Personal details
- Born: Thomas Liddy July 20, 1962 (age 63) Poughkeepsie, New York, U.S.
- Party: Republican
- Spouse: Stacy Gretkowski ​(m. 1991)​
- Children: 4
- Parent: G. Gordon Liddy (father);
- Education: Fordham University (BA, JD)

Military service
- Branch/service: United States Marine Corps (1986–1989)
- Unit: United States Marine Corps Reserve (1989–1998)

= Tom Liddy =

American radio host (born 1962)

Thomas Liddy (born July 20, 1962) is an American attorney in Maricopa County, Arizona. He is the son of the Watergate figure G. Gordon Liddy.

==Early life and education==
Liddy was born July 20, 1962, in Poughkeepsie, New York. He earned a Bachelor of Arts degree in history in 1986 and a Juris Doctor in 1992, both from Fordham University.

==Career==

=== Legal work ===
After law school, he worked in a Washington, D.C., law firm for several years. From 1995 to 1998, he served as deputy counsel of the Republican National Committee, appointed by RNC chairman Haley Barbour. From 2003 to 2004, he served as the chairman of the Maricopa County Republican Party. In 2006, he was appointed by then-Mayor Phil Gordon to serve as chairman of the Phoenix Veterans Commission. Liddy also served as the litigation bureau chief of Maricopa County, where he was responsible for managing special litigation services. He has since worked in the Maricopa County Attorney's Office.

====Major cases====
- Friendly House v. Whiting, representing Maricopa County Sheriff Joe Arpaio, where he argued before U.S. District Court Judge Susan R. Bolton defending Arizona's controversial S.B. 1070
- Melendres v. Arpaio, with co-counsel Tim Casey, defended Sheriff Joe Arpaio and the Maricopa County Sheriff's Office in the three-week racial profiling trial, in the United States District Court for Arizona in the summer of 2012.
- In 2020, Liddy defended Maricopa County in Donald J. Trump for President, Inc. vs. Hobbs and Maricopa County. Liddy argued that Sharpie pens and "over votes" were not the reason that former Vice President Biden received more votes than President Trump in the November 3, 2020, election in Maricopa County. Once Maricopa County presented its evidence, the attorney for Donald Trump moved the court to dismiss the lawsuit.
- Lake v. Hobbs, representing Maricopa County, Liddy argued that Lake lost the election for governor of Arizona not because of voter suppression or printer errors, but because her campaign failed to get enough voters to cast their ballots for her.

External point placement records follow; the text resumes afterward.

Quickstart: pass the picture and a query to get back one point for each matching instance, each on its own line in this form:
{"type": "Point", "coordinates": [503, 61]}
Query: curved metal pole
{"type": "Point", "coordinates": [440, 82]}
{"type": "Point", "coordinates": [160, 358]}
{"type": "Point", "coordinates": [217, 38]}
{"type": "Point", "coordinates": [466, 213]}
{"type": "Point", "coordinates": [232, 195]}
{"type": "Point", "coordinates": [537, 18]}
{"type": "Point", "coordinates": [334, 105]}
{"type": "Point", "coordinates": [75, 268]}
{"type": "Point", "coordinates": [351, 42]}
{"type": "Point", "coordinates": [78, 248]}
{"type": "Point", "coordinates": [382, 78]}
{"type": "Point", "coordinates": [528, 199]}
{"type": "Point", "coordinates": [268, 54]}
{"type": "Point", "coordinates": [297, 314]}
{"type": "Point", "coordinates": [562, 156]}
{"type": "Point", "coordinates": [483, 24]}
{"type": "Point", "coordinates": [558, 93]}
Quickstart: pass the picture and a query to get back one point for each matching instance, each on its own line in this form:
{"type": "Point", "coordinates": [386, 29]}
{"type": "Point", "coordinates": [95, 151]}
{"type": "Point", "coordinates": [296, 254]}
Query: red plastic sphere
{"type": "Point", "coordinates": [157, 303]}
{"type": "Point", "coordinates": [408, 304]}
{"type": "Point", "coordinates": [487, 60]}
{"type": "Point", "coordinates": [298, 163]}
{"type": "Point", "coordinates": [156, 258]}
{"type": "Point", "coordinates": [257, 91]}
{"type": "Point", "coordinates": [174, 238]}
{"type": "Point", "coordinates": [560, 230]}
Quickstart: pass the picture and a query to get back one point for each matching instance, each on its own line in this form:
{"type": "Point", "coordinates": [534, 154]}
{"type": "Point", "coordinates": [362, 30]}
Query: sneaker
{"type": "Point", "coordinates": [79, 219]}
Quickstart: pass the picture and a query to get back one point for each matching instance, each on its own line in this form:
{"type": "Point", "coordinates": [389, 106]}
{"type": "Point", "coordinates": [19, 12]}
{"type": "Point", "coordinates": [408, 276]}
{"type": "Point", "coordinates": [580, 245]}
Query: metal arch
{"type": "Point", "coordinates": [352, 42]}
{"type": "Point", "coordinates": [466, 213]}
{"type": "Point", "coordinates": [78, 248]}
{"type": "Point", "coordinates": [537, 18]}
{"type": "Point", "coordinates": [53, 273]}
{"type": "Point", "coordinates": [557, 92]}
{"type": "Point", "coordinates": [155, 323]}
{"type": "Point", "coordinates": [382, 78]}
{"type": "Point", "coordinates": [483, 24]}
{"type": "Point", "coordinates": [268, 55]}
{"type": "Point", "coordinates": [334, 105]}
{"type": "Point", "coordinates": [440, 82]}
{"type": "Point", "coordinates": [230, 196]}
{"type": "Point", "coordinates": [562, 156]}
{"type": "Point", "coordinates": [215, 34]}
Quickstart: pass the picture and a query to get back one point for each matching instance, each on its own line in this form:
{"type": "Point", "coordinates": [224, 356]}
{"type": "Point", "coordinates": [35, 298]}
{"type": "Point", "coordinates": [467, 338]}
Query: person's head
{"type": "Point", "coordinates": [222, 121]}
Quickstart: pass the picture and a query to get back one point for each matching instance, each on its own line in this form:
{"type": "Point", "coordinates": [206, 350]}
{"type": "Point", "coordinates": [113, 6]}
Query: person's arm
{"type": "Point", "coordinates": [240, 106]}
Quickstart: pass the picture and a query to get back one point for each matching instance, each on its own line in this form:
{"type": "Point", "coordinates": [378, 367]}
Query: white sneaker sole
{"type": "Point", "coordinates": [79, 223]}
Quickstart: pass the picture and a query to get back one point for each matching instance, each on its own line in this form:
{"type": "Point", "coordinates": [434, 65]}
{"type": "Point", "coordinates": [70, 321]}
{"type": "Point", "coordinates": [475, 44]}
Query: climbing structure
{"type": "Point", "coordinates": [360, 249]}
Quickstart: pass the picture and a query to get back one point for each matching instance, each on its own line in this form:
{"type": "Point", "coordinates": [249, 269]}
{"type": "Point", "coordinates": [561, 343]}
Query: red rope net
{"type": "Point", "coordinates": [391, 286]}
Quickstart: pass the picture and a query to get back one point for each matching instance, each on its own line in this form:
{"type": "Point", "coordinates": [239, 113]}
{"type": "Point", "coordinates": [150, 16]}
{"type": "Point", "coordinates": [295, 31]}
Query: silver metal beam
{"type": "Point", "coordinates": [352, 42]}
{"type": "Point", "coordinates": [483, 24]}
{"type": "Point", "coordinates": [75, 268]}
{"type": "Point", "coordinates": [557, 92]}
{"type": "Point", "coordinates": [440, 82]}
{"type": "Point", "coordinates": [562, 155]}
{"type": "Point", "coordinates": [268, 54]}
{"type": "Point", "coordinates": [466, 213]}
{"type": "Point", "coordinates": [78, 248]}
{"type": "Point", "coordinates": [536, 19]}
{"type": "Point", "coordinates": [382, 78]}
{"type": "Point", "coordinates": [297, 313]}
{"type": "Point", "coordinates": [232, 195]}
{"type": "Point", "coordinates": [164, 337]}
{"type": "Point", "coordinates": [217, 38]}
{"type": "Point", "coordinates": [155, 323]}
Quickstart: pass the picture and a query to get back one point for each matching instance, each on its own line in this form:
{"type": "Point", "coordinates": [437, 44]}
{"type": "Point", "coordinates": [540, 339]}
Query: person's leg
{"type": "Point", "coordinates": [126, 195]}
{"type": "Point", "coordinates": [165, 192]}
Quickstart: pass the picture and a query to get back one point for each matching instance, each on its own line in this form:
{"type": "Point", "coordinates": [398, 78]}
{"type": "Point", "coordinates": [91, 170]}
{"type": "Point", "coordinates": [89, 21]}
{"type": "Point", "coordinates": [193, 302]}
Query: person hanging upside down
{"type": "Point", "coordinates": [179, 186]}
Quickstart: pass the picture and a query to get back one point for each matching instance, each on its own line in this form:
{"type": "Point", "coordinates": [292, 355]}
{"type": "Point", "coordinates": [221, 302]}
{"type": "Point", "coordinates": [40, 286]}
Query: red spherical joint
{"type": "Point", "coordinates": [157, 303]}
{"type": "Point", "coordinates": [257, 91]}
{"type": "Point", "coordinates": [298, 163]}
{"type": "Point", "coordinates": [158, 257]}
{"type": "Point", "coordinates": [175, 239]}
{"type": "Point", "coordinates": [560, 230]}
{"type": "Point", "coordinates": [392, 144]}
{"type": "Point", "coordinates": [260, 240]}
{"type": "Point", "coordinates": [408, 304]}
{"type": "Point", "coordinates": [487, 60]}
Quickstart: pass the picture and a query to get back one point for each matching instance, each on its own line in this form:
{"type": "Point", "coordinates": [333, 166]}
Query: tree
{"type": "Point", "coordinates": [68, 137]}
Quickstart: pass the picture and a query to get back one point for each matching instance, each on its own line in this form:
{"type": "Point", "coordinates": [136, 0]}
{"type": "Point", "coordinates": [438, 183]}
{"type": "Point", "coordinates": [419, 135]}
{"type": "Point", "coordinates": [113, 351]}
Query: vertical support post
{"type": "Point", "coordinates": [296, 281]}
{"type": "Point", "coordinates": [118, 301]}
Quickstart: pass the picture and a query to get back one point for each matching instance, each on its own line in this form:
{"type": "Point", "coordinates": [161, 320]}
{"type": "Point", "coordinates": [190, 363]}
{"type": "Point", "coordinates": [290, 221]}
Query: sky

===2000 congressional election===
In 2000, Liddy was a Republican candidate for Arizona's 1st congressional district. He finished fourth in a field of five candidates with 20.70% of the votes. The winner was Jeff Flake with 31.80% who went on to win the seat in the general election.

===Media===
Liddy was a nationally syndicated conservative talk radio host. Along with Austin Hill, Liddy hosted the Liddy & Hill Show on KFYI from 2003 until moving to KKNT in October 2006. Liddy created "PC Friday" to mock the concept of political correctness and was known for his parody songs, such as "The Day Dan Rather Lied".

==Personal life==
Liddy married his wife Stacy (née Gretkowski) in 1991 while in law school. Stacy has worked as an elementary school teacher. They have four children and live in Scottsdale, Arizona.